Sie war wieder klein. Und das ärgerte sie. Hirka biss die Zähne zusammen.
»Tut mir leid, wenn ich nicht das bin, was du erwartet hast.«
Skerri schnaubte. »Dass es dir leidtut, nützt auch nichts. Wir müssen was Anständiges aus dir machen, bevor du vorgezeigt werden kannst, und zwar schnell. Ehrlich gesagt wusste ich gleich, dass wir dieses Problem bekommen würden, als ich von dir hörte. Graal war ein bisschen … ausweichend.«
»Du bist also diejenige, die mit ihm spricht?«
»Ich. Sonst niemand.«
Hirka fiel auf, mit welchem Stolz sie das sagte. Graal war jemand von Bedeutung, das war vermutlich auch der einzige Grund, warum sie selbst noch am Leben war. Und wennschon. Sie war nicht bereit, sich durch einen Vortrag über all das zu quälen, was mit ihr nicht stimmte. Den hatte sie schon allzu oft gehört.
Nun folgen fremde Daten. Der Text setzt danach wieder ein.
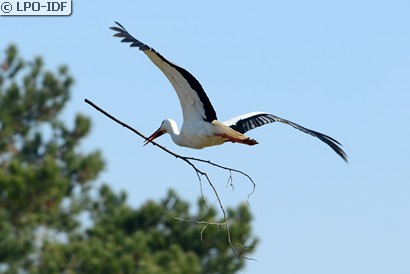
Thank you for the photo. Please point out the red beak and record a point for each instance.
(154, 135)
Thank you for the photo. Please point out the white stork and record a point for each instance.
(200, 127)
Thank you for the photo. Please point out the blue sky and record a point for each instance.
(338, 67)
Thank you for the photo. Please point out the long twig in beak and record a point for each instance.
(198, 172)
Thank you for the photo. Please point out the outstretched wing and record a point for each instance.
(246, 122)
(195, 103)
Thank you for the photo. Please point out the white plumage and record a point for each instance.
(200, 127)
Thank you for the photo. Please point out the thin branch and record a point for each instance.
(198, 172)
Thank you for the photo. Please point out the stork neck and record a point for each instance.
(172, 129)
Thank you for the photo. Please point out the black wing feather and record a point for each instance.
(193, 82)
(257, 120)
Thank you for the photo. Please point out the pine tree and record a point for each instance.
(45, 185)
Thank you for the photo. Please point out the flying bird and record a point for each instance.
(201, 127)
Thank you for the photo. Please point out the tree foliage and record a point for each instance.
(50, 219)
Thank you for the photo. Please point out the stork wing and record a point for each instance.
(253, 120)
(195, 103)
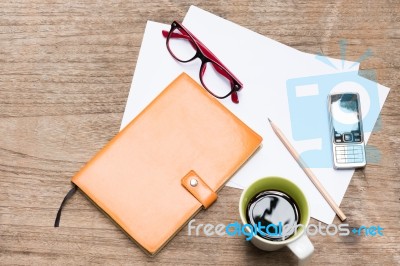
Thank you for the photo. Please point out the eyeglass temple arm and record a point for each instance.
(208, 52)
(234, 95)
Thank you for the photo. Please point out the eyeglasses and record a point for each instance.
(214, 76)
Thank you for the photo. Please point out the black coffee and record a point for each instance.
(276, 212)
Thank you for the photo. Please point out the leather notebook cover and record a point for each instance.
(167, 163)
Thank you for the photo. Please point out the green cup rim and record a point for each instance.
(302, 195)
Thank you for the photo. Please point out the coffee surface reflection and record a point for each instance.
(277, 212)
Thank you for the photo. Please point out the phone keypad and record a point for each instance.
(349, 154)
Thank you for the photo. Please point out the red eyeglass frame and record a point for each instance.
(205, 55)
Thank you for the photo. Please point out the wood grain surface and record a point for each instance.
(65, 73)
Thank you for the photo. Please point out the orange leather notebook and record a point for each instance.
(167, 163)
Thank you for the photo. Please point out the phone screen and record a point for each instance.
(345, 118)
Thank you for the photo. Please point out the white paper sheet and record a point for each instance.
(264, 66)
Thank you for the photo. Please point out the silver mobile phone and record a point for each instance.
(347, 135)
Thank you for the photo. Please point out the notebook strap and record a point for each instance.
(69, 195)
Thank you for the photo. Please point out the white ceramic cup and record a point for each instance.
(299, 243)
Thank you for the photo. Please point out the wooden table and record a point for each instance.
(65, 73)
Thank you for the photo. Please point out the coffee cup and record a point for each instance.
(298, 242)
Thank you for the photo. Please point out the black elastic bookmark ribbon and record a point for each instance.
(69, 195)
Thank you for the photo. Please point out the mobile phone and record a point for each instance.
(347, 135)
»Sag mir einfach, was zu tun ist, Skerri.«
Skerri betrachtete sie eine Weile prüfend. Dann erhob sie sich abrupt. »Ich sage, dass du gekommen bist. Mehr nicht. Dann werden wir sehen, was wir hinkriegen. Die Sprache ist das Wichtigste. Du kannst nicht deren Sprache in unser Haus schleppen. Ǫni wird dich unterrichten, während wir unterwegs sind.«
»Ǫni?«
»Eine Dienerin. Sie arbeitet für unser Haus. Sie ist gelehrt und kann dir beibringen, vernünftig zu sprechen. Und wie du dich benehmen sollst.« Skerris Blick wanderte über ihren Körper. »Um die Kleidung kümmern wir uns später.«
Sprache, Benehmen, Kleidung … All das hätte Hirka nicht gleichgültiger sein können. Wenn sie einen Gelehrten brauchte, dann jemanden, der sich auf die Gabe verstand.
»Was ist mit …« Hirka hätte beinahe »Blindwerk« gesagt, verkniff es sich aber gerade noch. »Was ist mit der Gabe? Ich muss mit jemandem reden, der mir alles über die Schnäbel erzählen kann.« Sie legte ihre Hand an den Hals, um zu unterstreichen, was sie meinte.
Skerri starrte sie ausdruckslos an.
Sie musste einen anderen Ansatz finden. Etwas, das in Skerri den Wunsch auslöste, ihr zu helfen. Ihr zu antworten. Mit anderen Worten, sie musste Skerri bei ihrem Stolz packen.
»Habt ihr wirklich keine Gabengelehrten?«
Skerris Augen verengten sich zu weißen Schlitzen. »Selbstverständlich haben wir die! Die Besten! Wir haben Gabenschleuderer und Seher, aber die brauchen dich nicht zu interessieren. Das ist im Moment nicht vordringlich.«
Seher? Die Blinden hatten Seher?
Natürlich. Wie hätte er sonst auf die Idee kommen sollen?
Hirka stieß ein kurzes Lachen aus. Naiell hatte seine eigene Welt verlassen, aber etwas mitgenommen, das er kannte.
Skerri wandte sich zum Gehen. »Dies ist dein Zelt«, sagte sie. »Bleib hier. Ǫni holt dich, wenn ich den Raben geschickt habe. Dann wirst du die anderen kennenlernen.«
Sie schob das Fell beiseite. Licht fiel herein. Sie sah Hirka wieder an. »Und noch etwas: Wenn du noch einmal versuchst, das Knie vor jemandem zu beugen, der von geringerem Stand ist als du, werde ich dir deine Knie zertrümmern.«
Skerri verschwand mit peitschenden Zöpfen.
Hirka schloss die Augen.
Nicht nach Pferden fragen. Nicht die Wahl der Lagerplätze kritisieren. Nicht das Knie beugen.